Test your programming skills

The task

A frequent task in Information Retrieval (IR) is the calculation of term frequencies. For all terms it is to be counted how often they occur in a text. For this a term is defined as the stem of a word. Examples:

word -> word stem (term)
going -> go
apple -> appl
apples -> appl

Within this task the document in question (the first scene of Shakespeare's Hamlet) is in XML format. Therefore first that file must be downladed and parsed. After this only the contents of the <LINE> is to be taken, meaning everything enclosed in <LINE>...</LINE>. From this the term frequencies (after stemming) are to be calculated. The output of the programm is a list of all terms, together with the respective occurrence frequencies within <LINE> elements. The output should look like this:

word count
go 7
appl 2
situat 5

It is recommend to implement term counting on plain text first, and afterwards extend the programm towards XML parsing.

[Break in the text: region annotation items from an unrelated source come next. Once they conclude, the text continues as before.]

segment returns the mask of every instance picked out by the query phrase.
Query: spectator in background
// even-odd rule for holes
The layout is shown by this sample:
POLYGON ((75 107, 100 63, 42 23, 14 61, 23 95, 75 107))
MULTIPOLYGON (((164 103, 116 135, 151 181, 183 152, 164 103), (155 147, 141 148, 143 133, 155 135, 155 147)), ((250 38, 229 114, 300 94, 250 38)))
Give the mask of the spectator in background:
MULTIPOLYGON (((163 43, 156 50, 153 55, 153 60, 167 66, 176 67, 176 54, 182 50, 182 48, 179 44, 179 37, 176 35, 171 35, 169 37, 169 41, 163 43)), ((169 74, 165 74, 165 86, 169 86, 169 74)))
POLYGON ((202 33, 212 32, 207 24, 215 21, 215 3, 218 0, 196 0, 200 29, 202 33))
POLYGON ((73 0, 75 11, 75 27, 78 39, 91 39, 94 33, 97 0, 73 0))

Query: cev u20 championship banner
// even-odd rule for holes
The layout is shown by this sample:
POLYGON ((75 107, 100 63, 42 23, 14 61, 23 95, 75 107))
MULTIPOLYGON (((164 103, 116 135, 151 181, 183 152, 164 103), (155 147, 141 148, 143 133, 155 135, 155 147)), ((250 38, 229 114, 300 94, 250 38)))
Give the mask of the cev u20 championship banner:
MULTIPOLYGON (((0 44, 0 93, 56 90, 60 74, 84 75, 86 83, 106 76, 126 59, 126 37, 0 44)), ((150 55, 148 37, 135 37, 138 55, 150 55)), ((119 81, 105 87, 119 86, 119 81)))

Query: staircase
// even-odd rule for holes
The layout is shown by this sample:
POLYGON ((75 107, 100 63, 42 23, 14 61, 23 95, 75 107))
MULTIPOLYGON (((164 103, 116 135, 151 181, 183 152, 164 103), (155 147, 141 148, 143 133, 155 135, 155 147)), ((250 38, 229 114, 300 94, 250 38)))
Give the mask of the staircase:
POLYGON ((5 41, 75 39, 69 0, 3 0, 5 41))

Feel free to fullfill this task in your favourite language. Further resources for solving the problem in the most important languages are below. Feel free to contact us when you have questions concerning this tasks. If you want to let us check your results, please send us the code and the output of your running program.

Hints for Java

Parsing of XML can be done with Xerces. For word stem reduction there is a variant of the famous Porter Stemming Algorithm available. For counting the occurrence frequencies one can use java.lang.String.split or classes from the java.util.regex package and java.util.HashMap.